INVESTIGADORES
MEDINA Matias Eduardo
congresos y reuniones científicas
Título:
Simultaneous Late Pleistocene Megafauna Extinctions in Southern Patagonia
Autor/es:
METCALF, J.; BARNETT, R.; MARTIN, F.; BRAY, S.; VILSTRUP, J.; ORLANDO, L.; SALAS-GISMONDI, R.; LOPONTE, D.; MEDINA, M.; DE NIGRIS, M.; CIVALERO, T.; FERNANDEZ, P.; GASCO, A.; DURAN, V.; OTALOLA, C.; GIL, A.; PAUNERO, R.; PREVOSTI, F.; BRADSHAW, C.; WHEELER, J.; BORRERO, L.; AUSTIN, J.; COOPER, A.
Lugar:
San Rafael
Reunión:
Conferencia; 12th International Conference of Archaeozoology; 2014
Resumen:
At the end of the Pleistocene, South America suffered the greatest loss of megafauna diversity of any continent. Currently, the taxonomy, diversity and timing of the megafauna extinction are not well quantified. Using ancient DNA, we provide the first phylogenetically based taxonomical description of five megafauna taxa, including two camelids, two felids and a large bear living in southern Patagonia in the Late Pleistocene. We discovered a previously unknow subspecies of Lama guanicoe that is distinct from all the extant camelids of the region. We also found that the morphologically distinct Lama gracilis was genetically distinct camelid lineage. We confirm that the extinct giant jaguar living in the Pleistocene southern Patagonia was a distinct subspecies of Panthera onca (P.o. mesembrina), as was described on the base of fossil cranial remains.

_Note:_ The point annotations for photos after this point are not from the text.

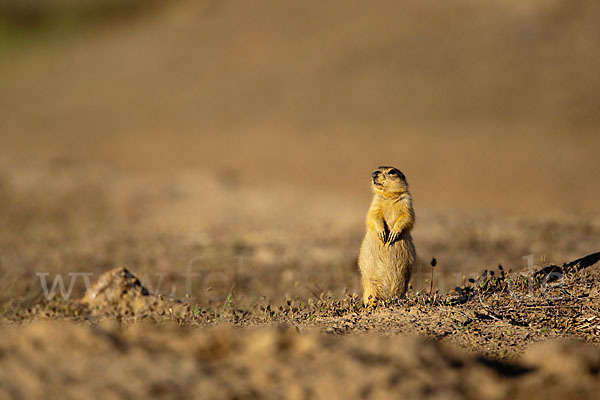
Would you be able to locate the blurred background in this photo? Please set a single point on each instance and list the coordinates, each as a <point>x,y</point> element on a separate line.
<point>239,137</point>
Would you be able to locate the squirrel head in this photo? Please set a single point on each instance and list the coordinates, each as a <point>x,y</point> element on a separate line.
<point>389,181</point>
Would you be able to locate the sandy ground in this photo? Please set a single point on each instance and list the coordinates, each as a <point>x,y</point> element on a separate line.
<point>221,152</point>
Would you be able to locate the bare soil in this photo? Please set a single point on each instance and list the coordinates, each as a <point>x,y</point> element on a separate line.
<point>195,175</point>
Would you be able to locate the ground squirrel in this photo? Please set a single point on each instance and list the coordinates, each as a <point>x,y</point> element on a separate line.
<point>387,251</point>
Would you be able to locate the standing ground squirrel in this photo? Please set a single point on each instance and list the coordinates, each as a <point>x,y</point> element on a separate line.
<point>387,251</point>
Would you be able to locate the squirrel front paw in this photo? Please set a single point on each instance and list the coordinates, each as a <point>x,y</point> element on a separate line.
<point>393,236</point>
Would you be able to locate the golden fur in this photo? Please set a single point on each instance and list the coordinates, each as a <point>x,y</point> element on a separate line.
<point>387,252</point>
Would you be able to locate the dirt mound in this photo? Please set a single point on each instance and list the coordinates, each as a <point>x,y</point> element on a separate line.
<point>67,360</point>
<point>118,293</point>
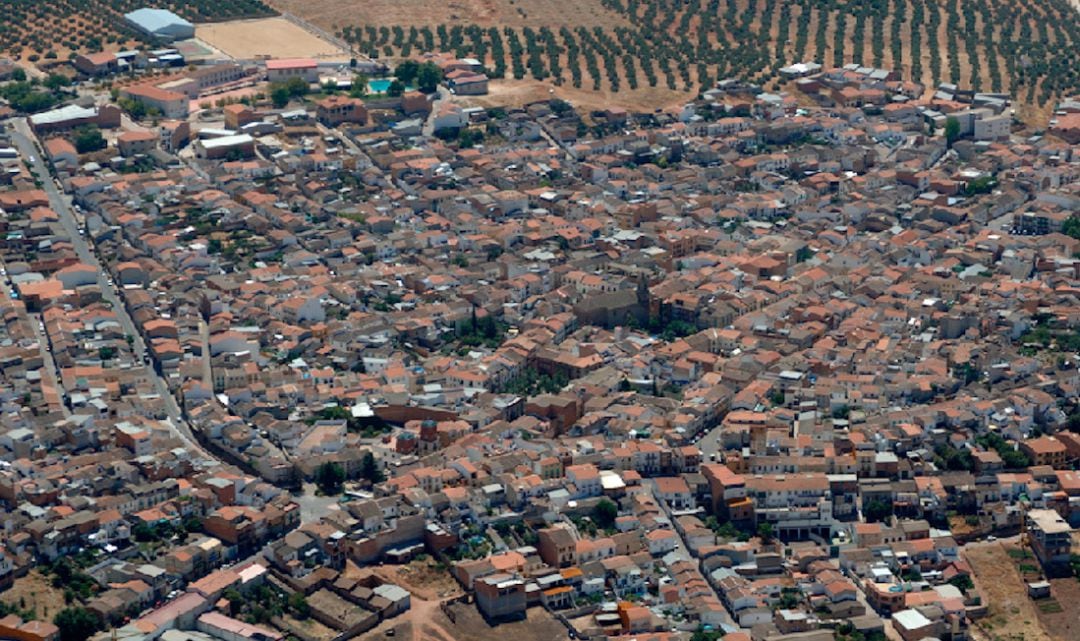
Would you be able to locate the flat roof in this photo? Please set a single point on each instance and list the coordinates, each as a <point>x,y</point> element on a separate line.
<point>292,64</point>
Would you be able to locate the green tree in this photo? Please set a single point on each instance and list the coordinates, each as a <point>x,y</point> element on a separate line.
<point>952,130</point>
<point>1071,227</point>
<point>604,514</point>
<point>428,78</point>
<point>76,624</point>
<point>329,477</point>
<point>407,71</point>
<point>369,468</point>
<point>299,605</point>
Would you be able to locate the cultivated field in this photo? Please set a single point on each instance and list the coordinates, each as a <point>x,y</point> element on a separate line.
<point>46,29</point>
<point>1026,48</point>
<point>273,37</point>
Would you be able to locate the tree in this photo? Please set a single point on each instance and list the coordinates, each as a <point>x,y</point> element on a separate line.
<point>604,514</point>
<point>962,582</point>
<point>76,624</point>
<point>407,71</point>
<point>369,468</point>
<point>89,138</point>
<point>428,78</point>
<point>877,510</point>
<point>329,477</point>
<point>952,130</point>
<point>299,605</point>
<point>1071,227</point>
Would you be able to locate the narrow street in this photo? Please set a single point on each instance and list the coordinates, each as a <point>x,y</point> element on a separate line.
<point>26,141</point>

Althought an ancient Puma concolor haplotype recovered from southern Patagonia has not been sampled in modern surveys, our results show that closely related diversity survived the Pleistocene-Holocene transition in South America. Finally, we place the short-faced bear Arctotherium tarijense in the Tremarctine family with the extant spectacled bear and extinct North American short-faced bear. Wecoupled these ancient DNA results with 71 new radiocarbon dates for these and three more megafaunal taxa for which genetic data were previously published: Smilidon populator, Mylodon darwinii and Hippidion saldiasi. We show that human arribal and regional transition to drier, warmer Holocene climate were associated with the megafaunal community´s collapse, with most species likely disappearing in less than 1000 years and contemporaneous with human arrival.